Son clave has strokes on: 1, 1a, 2&, 3&, 4.

4/4:

1 e & a 2 e & a 3 e & a 4 e & a || X . . X . . X . . . X . X . . . ||

12/8:

1 & a 2 & a 3 & a 4 & a || X . X . X . . X . X . . ||

Rumba clave has strokes on: 1, 1a, 2a, 3&, 4.

4/4:

1 e & a 2 e & a 3 e & a 4 e & a || X . . X . . . X . . X . X . . . ||

12/8:

1 & a 2 & a 3 & a 4 & a || X . X . . X . X . X . . ||

Both clave patterns are used in rumba. What we now call son clave (also known as Havana clave) used to be the key pattern played in Havana-style yambú and guaguancó. Some Havana-based rumba groups still use son clave for yambú. The musical genre known as son probably adopted the clave pattern from rumba when it migrated from eastern Cuba to Havana at the beginning of the 20th century.

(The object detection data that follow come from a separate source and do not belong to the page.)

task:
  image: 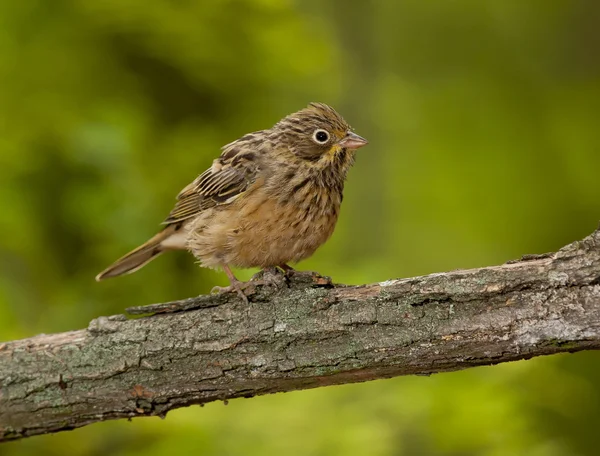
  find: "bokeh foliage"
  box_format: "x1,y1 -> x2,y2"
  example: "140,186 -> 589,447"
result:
0,0 -> 600,456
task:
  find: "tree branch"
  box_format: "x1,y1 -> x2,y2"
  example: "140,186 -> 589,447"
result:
0,231 -> 600,441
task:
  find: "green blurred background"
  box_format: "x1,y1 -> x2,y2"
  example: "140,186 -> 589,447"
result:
0,0 -> 600,456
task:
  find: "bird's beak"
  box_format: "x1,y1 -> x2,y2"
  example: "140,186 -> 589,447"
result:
339,131 -> 369,150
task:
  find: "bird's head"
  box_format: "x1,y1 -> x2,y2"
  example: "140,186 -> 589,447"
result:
273,103 -> 367,165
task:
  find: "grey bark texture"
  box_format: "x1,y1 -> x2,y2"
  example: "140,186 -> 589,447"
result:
0,231 -> 600,441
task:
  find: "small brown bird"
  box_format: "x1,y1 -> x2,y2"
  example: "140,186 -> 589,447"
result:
96,103 -> 367,299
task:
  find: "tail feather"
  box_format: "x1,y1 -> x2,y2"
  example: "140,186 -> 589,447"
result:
96,225 -> 185,282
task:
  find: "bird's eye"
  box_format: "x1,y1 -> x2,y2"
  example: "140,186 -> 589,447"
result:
313,129 -> 329,144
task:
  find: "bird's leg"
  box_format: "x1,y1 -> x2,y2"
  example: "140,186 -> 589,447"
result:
211,264 -> 254,304
278,263 -> 296,278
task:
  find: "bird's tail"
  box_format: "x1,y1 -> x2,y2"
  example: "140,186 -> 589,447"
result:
96,224 -> 185,282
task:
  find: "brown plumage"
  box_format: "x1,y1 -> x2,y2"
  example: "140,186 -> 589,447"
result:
96,103 -> 367,298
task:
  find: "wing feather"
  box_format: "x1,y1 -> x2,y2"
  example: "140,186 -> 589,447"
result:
163,147 -> 258,225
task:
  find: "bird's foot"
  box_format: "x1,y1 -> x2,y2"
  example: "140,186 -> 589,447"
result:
210,280 -> 257,304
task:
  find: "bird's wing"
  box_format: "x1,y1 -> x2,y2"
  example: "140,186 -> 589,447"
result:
163,143 -> 258,225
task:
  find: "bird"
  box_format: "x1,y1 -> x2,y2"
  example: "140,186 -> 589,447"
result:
96,103 -> 367,302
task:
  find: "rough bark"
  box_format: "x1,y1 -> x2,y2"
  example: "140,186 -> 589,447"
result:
0,231 -> 600,441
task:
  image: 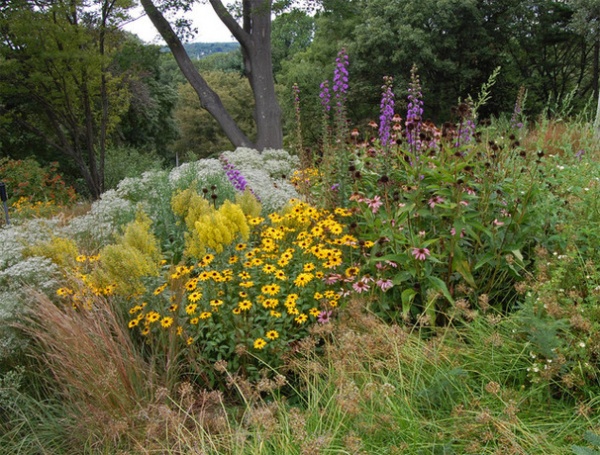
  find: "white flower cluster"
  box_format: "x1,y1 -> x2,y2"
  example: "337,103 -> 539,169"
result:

During the nineteenth century, African music and European music sensibilities were blended together in original Cuban hybrids. Cuban popular music became the conduit through which sub-Saharan rhythmic elements were first codified within the context of European ('Western') music theory. The first written music rhythmically based on clave was the Cuban danzón, which premiered in 1879. The contemporary concept of clave with its accompanying terminology reached its full development in Cuban popular music during the 1940s. Its application has since spread to folkloric music as well. In a sense, the Cubans standardized their myriad rhythms, both folkloric and popular, by relating nearly all of them to the clave pattern. The veiled code of African rhythm was brought to light due to clave’s omnipresence. Consequently, the term clave has come to mean both the five-stroke pattern and the total matrix it exemplifies. In other words, the rhythmic matrix is the clave matrix. Clave is the key that unlocks the enigma; it de-codes the rhythmic puzzle. It’s commonly understood that the actual clave pattern does not need to be played in order for the music to be 'in clave'—Peñalosa (2009).

One of the most difficult applications of the clave is in the realm of composition and arrangement of Cuban and Cuban-based dance music. Regardless of the instrumentation, the music for all of the instruments of the ensemble must be written with a very keen and conscious rhythmic relationship to the clave . . . Any ‘breaks’ and/or ‘stops’ in the arrangements must also be ‘in clave’. If these procedures are not properly taken into consideration, then the music is 'out of clave' which, if not done intentionally, is considered an error. When the rhythm and music are ‘in clave,’ a great natural ‘swing’ is produced, regardless of the tempo. All musicians who write and/or interpret Cuban-based music must be ‘clave conscious,’ not just the percussionists—Santos (1986).